元OpenAIの最高技術責任者(CTO)であるミラ・ムラティ氏が、次に立ち上げるスタートアップに向けて数名のOpenAI従業員を勧誘していると、米国メディアThe Informationが報じました。
ムラティ氏は10月4日をもってOpenAIを正式に退社し、現在は同社のアドバイザーとして引き続き関与していますが、彼女が新たに立ち上げようとしている事業の詳細についてはまだ明らかにされていません。
関係者によると、ムラティ氏はOpenAIの研究者たちに新たなスタートアップへの参加を打診しているとのことですが、彼女自身が独自のスタートアップを設立するのか、あるいは別のAI企業に加わるのかは不明です。

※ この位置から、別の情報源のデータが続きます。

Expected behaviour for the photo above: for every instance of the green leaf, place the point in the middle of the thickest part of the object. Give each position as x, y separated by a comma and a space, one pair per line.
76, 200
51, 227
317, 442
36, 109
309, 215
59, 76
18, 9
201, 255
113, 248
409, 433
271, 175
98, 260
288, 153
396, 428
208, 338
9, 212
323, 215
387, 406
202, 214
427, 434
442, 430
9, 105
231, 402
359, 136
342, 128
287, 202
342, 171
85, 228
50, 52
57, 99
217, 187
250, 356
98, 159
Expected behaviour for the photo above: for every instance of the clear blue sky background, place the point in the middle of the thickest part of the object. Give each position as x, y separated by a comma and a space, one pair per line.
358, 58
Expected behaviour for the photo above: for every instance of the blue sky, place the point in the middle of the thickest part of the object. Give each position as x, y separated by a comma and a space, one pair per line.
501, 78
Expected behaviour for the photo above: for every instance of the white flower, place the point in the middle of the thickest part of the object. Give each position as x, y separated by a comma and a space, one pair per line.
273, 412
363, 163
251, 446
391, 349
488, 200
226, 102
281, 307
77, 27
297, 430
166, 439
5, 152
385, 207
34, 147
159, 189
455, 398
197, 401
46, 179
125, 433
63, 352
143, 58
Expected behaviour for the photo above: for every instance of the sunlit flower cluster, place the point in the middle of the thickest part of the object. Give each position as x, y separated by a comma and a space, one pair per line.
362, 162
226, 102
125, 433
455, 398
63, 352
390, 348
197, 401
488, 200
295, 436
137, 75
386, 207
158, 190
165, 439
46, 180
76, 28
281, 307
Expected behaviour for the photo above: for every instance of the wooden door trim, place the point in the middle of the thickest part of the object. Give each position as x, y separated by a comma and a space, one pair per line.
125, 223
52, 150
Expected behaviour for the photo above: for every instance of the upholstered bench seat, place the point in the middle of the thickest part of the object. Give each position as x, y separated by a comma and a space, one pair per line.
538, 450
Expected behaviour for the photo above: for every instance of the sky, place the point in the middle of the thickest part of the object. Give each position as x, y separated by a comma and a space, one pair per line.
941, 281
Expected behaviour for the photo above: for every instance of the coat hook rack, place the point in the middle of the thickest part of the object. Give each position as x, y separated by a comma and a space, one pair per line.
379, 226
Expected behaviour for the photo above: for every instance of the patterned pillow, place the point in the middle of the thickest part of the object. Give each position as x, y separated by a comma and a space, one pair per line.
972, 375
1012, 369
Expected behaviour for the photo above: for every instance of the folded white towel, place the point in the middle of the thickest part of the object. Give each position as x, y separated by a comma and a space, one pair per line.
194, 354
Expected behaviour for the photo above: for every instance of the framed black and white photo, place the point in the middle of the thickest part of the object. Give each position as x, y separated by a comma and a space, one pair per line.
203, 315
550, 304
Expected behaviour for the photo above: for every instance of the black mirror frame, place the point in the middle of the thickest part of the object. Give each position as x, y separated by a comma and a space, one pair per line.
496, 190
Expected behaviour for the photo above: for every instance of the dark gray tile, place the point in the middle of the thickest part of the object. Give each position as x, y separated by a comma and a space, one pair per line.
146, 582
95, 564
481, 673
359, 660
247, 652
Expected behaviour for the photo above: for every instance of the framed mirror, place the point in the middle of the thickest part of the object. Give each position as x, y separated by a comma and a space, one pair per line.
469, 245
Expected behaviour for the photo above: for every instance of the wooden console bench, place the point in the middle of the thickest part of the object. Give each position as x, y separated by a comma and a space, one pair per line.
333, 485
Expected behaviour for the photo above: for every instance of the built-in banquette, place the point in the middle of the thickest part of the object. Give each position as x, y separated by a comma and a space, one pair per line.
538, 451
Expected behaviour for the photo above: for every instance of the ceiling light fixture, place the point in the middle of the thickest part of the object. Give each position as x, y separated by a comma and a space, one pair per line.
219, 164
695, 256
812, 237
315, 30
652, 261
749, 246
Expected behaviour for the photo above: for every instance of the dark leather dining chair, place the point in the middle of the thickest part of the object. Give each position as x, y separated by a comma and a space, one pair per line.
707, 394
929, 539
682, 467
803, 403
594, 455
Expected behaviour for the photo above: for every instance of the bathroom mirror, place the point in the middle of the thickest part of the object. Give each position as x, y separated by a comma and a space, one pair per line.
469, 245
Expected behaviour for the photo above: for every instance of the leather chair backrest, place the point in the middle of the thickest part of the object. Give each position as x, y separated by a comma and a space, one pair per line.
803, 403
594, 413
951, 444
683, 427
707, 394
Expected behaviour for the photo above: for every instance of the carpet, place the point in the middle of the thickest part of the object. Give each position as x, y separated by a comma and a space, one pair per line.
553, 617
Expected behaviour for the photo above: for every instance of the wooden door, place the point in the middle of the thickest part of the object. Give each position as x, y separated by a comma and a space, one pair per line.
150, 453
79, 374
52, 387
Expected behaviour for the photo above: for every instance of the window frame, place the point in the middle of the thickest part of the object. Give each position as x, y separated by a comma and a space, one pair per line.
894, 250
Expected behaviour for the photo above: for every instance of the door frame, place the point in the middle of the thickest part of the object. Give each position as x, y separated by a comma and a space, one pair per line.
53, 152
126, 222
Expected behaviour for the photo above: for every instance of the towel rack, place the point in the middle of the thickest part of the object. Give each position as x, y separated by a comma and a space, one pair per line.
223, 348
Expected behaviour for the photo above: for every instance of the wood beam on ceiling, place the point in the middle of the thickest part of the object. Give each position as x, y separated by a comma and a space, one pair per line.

元OpenAI副社長のバレット・ゾフ氏も最近退社しており、彼の新しい事業にムラティ氏が関与するのではないかとの憶測も浮上しています。
OpenAI内ではムラティ氏の退社後、リサーチ部門に変動が生じています。
特に、リアム・フェダス氏がポストトレーニング部門のリーダーに昇進したことにより、複数の研究者がチームの異動を希望していると報じられています。
これに加え、研究責任者のボブ・マグルー氏や、GoogleからOpenAIに移籍しChatGPTの開発に携わったルーク・メッツ氏も最近退社しており、OpenAIは人材の流出が続いている状況です。
ムラティ氏の勧誘が進行中である一方、OpenAIは株式買い戻しの計画を進めており、これを通じて従業員の引き留めを図っています。
しかし、株式買い戻しを前にして主要メンバーが相次いで退社する事態に、OpenAIの人材管理に対する不安が広がっています。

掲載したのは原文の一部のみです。